Nearly 100 sandals were found below Mazama Ash in Fort Rock Cave, including large ones for men and women, and smaller sandals worn by children. Some have heavily worn soles or are caked with mud. The toe-flaps of one pair are marked with numerous tiny spots charred by sparks from a fire.

Learn more about the types of sandals found in the Great Basin:




Fort Rock sandals are woven with a technique called twining. The flat sole is made with five thick warps oriented with the long axis of the foot, over which weft cords are twined back and forth, progressing from heel to toe. The warps are then split into finer cords, folded back over the top of the foot, and woven into a finer toe-flap to cover the front of the foot. A cord pulled through loops attached to the rear of the sole is cinched around the ankle to secure the sandal.
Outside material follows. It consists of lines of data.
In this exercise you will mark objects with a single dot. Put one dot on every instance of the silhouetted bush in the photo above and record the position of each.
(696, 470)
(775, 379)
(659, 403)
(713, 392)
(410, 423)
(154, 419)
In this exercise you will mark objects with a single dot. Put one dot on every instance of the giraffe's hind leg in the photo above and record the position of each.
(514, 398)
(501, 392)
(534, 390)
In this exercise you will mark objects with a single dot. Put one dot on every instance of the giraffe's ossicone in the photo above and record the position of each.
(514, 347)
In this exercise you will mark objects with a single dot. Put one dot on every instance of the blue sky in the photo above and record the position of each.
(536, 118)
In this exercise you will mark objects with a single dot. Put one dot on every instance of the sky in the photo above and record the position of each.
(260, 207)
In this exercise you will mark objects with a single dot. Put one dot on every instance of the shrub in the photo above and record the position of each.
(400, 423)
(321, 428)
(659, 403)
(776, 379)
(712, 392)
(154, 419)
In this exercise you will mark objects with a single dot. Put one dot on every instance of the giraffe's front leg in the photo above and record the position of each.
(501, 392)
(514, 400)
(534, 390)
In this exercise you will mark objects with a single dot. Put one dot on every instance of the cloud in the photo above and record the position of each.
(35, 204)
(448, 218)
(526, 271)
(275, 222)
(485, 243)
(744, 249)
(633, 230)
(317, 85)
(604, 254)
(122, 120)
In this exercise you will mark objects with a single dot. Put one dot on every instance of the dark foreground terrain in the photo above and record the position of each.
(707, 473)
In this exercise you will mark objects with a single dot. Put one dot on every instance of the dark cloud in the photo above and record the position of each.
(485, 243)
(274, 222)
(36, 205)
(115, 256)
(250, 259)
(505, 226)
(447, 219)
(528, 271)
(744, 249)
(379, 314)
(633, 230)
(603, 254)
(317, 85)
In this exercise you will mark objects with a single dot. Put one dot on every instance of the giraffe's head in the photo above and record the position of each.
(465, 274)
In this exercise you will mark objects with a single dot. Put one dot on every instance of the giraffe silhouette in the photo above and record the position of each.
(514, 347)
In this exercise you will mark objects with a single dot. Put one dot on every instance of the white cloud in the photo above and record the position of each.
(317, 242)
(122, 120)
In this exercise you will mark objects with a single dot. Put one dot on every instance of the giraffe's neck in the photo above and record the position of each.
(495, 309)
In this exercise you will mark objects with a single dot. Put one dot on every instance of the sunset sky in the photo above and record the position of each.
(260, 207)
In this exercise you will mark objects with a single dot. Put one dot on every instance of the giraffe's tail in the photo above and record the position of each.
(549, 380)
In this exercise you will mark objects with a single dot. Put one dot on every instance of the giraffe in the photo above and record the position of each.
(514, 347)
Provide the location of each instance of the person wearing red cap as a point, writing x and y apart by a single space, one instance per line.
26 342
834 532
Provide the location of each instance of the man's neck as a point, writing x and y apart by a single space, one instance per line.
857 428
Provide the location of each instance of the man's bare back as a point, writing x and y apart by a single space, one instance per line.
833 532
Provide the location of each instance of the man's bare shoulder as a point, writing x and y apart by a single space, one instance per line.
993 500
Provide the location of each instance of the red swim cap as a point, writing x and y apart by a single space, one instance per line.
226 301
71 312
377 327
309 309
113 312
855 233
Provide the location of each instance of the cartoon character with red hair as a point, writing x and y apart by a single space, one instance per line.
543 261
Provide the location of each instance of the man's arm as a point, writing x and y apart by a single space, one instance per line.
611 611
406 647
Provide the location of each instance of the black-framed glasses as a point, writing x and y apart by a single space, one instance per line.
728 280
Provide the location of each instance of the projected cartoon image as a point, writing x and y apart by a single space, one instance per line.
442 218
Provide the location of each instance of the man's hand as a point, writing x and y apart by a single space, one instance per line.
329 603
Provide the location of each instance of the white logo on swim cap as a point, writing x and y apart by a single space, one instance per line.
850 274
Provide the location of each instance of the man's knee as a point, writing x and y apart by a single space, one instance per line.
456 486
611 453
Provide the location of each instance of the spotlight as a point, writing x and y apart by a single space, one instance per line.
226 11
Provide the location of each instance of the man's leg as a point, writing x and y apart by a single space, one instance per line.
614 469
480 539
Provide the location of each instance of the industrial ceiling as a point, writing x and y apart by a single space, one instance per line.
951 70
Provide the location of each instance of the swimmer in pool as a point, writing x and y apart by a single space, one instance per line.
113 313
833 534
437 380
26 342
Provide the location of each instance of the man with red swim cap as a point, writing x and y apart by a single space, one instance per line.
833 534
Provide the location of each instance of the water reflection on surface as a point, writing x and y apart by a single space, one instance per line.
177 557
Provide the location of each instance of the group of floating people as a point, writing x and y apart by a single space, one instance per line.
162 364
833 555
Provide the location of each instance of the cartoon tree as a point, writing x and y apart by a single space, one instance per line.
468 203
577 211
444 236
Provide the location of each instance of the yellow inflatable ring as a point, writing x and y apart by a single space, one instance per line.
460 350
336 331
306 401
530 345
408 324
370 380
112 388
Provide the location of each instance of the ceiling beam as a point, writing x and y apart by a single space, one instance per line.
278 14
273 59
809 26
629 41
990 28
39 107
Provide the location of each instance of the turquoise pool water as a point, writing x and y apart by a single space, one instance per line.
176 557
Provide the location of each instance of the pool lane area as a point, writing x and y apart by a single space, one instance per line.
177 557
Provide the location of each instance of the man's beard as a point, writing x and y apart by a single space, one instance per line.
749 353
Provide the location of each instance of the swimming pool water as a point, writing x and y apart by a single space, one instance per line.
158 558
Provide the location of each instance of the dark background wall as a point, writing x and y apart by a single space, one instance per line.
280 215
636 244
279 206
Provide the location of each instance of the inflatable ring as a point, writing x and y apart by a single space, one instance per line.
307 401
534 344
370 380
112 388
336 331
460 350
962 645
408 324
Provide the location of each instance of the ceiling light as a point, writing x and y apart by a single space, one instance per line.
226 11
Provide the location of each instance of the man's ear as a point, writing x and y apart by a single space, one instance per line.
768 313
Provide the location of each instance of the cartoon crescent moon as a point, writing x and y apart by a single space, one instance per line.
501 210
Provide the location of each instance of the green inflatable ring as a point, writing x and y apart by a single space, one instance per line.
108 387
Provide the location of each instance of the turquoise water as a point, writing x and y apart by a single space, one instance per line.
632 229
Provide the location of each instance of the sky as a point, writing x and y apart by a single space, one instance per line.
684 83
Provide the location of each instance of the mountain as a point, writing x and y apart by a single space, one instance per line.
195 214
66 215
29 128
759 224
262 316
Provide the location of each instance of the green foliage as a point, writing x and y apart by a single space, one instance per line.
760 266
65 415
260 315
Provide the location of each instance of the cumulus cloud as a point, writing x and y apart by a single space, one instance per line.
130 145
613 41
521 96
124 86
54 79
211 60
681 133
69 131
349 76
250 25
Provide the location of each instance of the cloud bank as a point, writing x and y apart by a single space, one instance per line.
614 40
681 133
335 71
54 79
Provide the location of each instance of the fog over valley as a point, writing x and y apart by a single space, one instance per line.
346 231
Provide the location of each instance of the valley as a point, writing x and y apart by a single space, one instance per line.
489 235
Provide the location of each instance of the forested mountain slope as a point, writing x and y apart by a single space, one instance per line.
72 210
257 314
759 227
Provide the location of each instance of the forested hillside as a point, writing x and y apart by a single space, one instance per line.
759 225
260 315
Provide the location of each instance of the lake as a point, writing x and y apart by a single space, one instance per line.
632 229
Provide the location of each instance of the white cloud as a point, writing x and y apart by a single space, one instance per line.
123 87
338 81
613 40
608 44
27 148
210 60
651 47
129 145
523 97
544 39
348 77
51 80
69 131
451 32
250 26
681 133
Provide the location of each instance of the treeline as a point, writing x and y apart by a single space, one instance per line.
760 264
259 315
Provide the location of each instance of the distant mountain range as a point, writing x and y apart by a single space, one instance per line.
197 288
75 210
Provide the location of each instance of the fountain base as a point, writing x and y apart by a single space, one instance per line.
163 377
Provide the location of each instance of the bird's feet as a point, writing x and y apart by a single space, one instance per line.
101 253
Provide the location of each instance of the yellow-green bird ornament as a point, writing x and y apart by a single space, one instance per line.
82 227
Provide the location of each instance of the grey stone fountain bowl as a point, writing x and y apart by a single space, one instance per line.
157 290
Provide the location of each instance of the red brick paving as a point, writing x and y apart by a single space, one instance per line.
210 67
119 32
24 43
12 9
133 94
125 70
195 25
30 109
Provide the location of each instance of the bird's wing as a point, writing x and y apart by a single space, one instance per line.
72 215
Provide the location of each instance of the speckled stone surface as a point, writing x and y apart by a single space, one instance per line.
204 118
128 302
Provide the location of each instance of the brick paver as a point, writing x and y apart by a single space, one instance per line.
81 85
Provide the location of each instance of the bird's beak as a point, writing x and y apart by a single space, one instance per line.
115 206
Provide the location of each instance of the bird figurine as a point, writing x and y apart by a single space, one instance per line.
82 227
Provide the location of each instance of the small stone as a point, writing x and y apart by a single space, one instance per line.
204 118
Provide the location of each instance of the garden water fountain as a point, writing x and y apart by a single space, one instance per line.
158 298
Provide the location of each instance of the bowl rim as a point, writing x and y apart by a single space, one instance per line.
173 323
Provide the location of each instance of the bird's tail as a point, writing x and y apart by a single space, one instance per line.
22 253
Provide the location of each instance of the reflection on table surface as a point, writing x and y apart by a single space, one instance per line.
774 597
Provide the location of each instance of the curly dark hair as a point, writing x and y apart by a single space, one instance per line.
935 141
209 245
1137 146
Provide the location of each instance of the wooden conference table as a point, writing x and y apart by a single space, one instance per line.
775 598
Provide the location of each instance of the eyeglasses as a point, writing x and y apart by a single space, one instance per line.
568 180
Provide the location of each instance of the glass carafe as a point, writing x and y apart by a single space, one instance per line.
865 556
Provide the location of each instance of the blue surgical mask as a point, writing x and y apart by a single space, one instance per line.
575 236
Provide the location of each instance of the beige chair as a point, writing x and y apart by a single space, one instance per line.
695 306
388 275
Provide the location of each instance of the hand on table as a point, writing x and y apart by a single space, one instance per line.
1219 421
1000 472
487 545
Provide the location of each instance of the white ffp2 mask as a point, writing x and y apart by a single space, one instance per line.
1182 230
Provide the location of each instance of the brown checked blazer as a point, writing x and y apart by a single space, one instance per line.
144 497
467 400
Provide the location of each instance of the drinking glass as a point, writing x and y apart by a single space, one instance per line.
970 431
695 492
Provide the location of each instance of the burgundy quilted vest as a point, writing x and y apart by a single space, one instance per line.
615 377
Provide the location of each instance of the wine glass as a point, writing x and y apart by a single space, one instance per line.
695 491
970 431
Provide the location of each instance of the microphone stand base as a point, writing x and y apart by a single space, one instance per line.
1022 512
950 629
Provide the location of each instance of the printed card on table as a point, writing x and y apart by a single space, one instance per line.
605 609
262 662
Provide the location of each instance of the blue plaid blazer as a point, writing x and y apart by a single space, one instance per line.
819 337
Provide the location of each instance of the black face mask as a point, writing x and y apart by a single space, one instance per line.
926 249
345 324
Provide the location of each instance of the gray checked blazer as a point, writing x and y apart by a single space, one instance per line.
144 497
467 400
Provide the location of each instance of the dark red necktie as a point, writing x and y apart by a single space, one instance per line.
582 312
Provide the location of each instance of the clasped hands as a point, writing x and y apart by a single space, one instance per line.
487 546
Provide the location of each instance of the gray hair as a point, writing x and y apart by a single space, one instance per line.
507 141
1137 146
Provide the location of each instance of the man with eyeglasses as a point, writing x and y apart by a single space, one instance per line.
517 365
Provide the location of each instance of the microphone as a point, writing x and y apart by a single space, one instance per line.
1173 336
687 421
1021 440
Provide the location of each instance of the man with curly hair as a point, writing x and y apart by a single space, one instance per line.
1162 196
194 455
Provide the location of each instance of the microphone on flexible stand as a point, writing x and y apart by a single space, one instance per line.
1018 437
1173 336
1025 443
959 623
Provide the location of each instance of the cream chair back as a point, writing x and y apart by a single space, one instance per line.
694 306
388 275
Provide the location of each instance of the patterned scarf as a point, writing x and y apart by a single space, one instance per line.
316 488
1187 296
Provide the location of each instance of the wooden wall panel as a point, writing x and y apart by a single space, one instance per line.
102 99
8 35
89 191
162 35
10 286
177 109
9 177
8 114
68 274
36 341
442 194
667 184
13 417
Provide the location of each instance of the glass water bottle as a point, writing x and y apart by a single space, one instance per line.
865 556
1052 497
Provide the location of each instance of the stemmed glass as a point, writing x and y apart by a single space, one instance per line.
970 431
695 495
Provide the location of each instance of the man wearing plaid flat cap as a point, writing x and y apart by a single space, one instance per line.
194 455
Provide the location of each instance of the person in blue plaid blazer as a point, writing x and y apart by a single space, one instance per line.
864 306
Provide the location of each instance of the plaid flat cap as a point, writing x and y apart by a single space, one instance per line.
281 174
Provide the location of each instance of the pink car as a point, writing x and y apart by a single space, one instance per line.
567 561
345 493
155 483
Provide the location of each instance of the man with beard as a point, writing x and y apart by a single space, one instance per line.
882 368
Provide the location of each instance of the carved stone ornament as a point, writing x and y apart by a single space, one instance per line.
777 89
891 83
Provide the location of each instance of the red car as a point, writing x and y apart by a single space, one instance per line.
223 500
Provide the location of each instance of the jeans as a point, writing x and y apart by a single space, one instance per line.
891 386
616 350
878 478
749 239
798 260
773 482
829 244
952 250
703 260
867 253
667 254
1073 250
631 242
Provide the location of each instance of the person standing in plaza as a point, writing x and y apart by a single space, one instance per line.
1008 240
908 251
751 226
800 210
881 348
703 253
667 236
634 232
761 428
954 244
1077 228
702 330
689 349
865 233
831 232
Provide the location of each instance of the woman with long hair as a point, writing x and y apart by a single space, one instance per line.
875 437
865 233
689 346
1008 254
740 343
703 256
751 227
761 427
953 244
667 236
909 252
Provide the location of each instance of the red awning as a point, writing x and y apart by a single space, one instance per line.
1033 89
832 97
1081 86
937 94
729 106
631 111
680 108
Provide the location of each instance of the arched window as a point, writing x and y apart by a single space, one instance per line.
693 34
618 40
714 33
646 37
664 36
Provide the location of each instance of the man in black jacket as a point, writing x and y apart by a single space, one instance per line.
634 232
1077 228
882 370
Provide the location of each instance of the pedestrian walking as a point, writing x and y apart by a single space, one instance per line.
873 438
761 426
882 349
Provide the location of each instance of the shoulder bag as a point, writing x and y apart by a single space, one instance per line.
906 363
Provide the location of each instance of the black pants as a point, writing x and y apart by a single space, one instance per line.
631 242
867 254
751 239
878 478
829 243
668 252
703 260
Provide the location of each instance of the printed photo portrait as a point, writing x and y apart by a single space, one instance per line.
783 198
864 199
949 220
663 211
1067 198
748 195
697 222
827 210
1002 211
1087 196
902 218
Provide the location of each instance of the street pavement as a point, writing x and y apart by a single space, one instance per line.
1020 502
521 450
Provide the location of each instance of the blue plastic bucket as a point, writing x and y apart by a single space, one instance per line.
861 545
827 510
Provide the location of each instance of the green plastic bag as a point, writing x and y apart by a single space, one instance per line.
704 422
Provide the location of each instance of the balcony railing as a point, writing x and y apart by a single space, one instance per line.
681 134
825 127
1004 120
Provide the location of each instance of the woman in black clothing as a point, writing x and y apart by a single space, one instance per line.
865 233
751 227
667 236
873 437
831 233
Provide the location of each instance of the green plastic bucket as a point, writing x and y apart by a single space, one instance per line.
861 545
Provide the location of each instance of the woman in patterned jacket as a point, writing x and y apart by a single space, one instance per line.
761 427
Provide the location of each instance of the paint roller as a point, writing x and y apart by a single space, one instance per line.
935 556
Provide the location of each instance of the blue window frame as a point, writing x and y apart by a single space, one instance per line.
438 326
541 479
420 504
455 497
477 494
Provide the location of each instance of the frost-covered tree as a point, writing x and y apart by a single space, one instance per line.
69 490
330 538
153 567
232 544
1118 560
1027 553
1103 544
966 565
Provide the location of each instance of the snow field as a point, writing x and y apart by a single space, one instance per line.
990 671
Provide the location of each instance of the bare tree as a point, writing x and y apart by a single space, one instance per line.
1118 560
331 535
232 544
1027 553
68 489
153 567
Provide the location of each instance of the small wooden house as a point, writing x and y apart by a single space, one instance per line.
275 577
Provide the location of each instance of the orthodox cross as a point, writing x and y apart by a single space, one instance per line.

Multiple Warp sandals, dated from over 9000 to <300 years old, usually have 10 or more warps. The wider sole has a heel pocket. A cord threaded through loops extending from the edge of the sole pulls up to secure the sandal around the foot. Found throughout much of Oregon and Nevada, they are similar to sandals made by Klamath Indians into the 20th century.


In Spiral Weft sandals, warps run perpendicular to the length of the foot. The sole is twined over these fibers in an elongated oval pattern, spiraling out from the center of the sole much like a basket built from a center start.